RAID and backup - Free macrium etc


  1. Posts : 11,247
    Windows / Linux : Arch Linux
       #1

    RAID and backup - Free macrium etc


    Hi there
    If you are using RAID can you recommend any Windows programs that allow you to add RAID driver when you boot from stand alone device.

    The Non Free version of Macrium can do --"Technicians USB" but this is actually quite expensive.
    There's a couple of Linux stand alone programs that do this but it would be nice if something like Free Macrium could be "Hobbled" to load the RAID drivers.

    Any ideas / suggestions here -- I'm surely not the only one using RAID on Windows.

    Cheers
    jimbo
      My Computer


  2. Posts : 1,020
    Windows 10 Pro 20H2 19042.572
       #2

    I have never tried a software driven raid environment only hardware based ones which have no issues since its hardware based, but With any of the backup products, TrueImage, Macrum, Amoei, etc, the normal procedure is to create your backups under windows thus using the software raid environment. It creates an image of what windows sees on your disk. In the event of a failure, restore the backup image using the standalone environment provided by the software used. Boot windows and re-build your raid environment. You may or may not be able to accomplish that.
      My Computers


  3. Posts : 11,247
    Windows / Linux : Arch Linux
    Thread Starter
       #3

    storageman said:
    I have never tried a software driven raid environment only hardware based ones which have no issues since its hardware based, but With any of the backup products, TrueImage, Macrum, Amoei, etc, the normal procedure is to create your backups under windows thus using the software raid environment. It creates an image of what windows sees on your disk. In the event of a failure, restore the backup image using the standalone environment provided by the software used. Boot windows and re-build your raid environment. You may or may not be able to accomplish that.
    Hi there

    For pure hardware RAID that's fine as the RAID environment is set up via BIOS / controller chip so drivers are loaded BEFORE the OS gets loaded and boots so the OS sees the HDD's as RAID at boot.

    I have an HP Proliant Gen 8 server which has the RAID on a "Virtual" Card - At Windows (or Linux) install time you load the driver one time so the OS at install time incorporates the RAID driver into it and after the OS is installed it then sees the HDD's in the RAID configuration. You only need to install the RAID driver once at the initial OS install time --both Linux and Windows have perfectly OK methods for adding your own drivers when you install the OS.

    It's a sort of "HYBRID" RAID drive --some I think call it "Fake" RAID. The RAID controller does initialize in the server at boot but the driver still needs to be in the target OS otherwise you just see all the HDD's as discrete HDD's and not in their RAID configuration.
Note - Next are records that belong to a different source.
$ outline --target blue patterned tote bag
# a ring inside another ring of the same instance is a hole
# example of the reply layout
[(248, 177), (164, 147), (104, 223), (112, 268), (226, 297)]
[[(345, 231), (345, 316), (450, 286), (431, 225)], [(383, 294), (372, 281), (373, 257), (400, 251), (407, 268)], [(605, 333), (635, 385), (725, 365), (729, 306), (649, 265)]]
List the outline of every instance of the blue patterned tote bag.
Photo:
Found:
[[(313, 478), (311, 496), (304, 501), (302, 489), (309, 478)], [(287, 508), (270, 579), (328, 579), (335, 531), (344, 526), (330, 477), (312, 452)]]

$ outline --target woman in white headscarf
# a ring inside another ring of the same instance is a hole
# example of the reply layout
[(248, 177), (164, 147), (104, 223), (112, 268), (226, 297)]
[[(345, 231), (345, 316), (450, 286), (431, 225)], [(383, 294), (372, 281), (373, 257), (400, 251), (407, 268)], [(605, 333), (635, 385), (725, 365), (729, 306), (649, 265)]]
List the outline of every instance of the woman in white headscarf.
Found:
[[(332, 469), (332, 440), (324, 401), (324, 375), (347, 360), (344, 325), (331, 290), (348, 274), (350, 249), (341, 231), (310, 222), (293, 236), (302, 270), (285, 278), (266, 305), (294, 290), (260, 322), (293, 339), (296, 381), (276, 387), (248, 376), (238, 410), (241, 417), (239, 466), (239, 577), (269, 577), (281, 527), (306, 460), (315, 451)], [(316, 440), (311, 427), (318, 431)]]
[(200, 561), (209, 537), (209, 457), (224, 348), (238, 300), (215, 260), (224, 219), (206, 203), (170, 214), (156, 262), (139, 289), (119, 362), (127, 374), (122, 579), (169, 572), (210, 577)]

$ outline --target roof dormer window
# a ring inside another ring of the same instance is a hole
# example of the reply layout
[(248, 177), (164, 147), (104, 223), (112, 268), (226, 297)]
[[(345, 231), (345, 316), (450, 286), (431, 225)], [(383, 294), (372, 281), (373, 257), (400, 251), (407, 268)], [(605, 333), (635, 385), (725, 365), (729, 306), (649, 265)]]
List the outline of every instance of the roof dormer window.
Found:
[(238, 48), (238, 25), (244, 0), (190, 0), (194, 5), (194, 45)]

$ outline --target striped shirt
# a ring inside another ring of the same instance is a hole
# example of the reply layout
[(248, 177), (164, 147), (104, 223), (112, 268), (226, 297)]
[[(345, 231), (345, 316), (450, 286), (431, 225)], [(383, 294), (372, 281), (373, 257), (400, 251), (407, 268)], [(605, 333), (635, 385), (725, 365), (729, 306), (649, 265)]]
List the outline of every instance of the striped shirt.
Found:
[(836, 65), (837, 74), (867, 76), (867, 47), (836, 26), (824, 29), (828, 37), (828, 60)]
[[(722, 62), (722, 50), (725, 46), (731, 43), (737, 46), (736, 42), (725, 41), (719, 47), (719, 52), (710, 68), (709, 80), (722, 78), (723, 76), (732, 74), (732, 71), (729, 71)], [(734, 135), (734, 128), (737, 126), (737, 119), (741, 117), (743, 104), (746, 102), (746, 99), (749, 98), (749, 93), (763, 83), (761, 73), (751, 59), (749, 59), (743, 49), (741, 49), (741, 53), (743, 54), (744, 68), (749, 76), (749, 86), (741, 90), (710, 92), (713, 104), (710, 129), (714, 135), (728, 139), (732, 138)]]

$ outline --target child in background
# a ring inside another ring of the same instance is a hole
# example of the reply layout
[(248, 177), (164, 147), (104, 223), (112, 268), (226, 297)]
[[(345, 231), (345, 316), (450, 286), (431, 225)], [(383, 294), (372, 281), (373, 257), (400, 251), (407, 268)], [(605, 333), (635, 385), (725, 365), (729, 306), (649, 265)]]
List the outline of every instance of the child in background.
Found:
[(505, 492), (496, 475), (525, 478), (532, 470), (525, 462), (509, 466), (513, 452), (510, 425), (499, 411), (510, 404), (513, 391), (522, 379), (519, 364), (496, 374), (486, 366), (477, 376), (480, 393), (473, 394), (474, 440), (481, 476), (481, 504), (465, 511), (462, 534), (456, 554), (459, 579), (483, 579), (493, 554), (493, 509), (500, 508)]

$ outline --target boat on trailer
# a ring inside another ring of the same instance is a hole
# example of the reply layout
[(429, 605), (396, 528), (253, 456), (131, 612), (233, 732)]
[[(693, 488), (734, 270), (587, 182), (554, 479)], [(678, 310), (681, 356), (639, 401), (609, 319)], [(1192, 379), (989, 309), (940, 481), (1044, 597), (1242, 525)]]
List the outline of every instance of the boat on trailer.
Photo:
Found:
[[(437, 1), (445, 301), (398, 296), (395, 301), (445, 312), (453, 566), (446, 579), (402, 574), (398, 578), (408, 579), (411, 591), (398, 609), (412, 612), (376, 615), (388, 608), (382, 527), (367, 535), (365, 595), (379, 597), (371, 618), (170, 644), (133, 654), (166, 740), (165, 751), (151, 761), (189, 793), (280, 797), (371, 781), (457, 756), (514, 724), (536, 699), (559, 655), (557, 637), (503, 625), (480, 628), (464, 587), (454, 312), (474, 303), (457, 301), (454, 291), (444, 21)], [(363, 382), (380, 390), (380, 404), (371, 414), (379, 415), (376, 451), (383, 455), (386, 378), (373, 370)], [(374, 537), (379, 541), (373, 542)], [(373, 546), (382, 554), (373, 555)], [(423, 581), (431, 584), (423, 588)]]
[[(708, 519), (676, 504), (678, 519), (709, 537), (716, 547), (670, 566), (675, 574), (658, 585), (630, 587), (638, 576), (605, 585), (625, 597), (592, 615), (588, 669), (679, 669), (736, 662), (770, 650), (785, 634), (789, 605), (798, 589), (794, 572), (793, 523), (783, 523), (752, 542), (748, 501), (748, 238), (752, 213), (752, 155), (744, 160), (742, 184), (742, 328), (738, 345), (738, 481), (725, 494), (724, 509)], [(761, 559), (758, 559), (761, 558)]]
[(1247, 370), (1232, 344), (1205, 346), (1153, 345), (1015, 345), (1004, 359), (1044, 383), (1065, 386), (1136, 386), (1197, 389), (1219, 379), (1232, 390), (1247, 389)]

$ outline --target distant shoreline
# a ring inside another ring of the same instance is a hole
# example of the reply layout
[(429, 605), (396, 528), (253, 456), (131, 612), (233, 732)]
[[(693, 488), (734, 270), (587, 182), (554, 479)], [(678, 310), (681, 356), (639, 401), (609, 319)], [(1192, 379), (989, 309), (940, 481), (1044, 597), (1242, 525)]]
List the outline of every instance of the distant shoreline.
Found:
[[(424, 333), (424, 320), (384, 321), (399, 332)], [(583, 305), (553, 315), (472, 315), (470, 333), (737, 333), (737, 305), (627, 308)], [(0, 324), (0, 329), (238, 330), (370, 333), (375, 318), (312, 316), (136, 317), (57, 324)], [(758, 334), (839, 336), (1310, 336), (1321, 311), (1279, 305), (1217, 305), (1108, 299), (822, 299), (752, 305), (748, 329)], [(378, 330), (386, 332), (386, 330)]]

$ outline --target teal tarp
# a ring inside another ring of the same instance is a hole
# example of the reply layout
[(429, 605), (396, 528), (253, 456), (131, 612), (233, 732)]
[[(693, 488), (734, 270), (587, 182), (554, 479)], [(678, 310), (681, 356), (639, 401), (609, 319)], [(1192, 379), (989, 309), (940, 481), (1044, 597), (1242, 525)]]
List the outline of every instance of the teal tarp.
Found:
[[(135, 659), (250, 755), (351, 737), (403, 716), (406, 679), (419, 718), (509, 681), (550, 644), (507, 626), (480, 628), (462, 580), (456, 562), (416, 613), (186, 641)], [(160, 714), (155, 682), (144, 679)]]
    Macrium Free used to have a Linux based bootable version - then it was easy to add the driver in a kernel start up parameter pointing to say an extra USB device where your driver was located. The current version is based on Windows PE so I'm not sure if you can do this at boot - and it's too late after boot as the wrong HDD configuuration is detected. It seems that the way perhaps to create this would be do create the Winpe environment from within Windows but I'm not sure how to do this.

    Simply backing up the Windows HDD would give problems on stand alone restore as the restore program is the one that has to know about the RAID HDD's at boot - that's why IT needs the drivers loaded too.

    Any suggestions. I was thinking of perhaps trying CLONEZILLA as it has RAID in it but not sure if it is OK with Windows partitions. Also CLONEZILLA clones rather than images HDD's.

    Cheers
    jimbo
      My Computer


  4. Posts : 1,020
    Windows 10 Pro 20H2 19042.572
       #4

    After checking, I've noticed that you can add necessary drivers to the Macrum PE build. When you boot from the PE disc, it should load the desired drivers. I've done this on my old Win 7 system. I added USB 3.0 support via a card. I included the drivers for that card in my PE build and when I boot from the PE disc, It sees the USB 3.0 ports.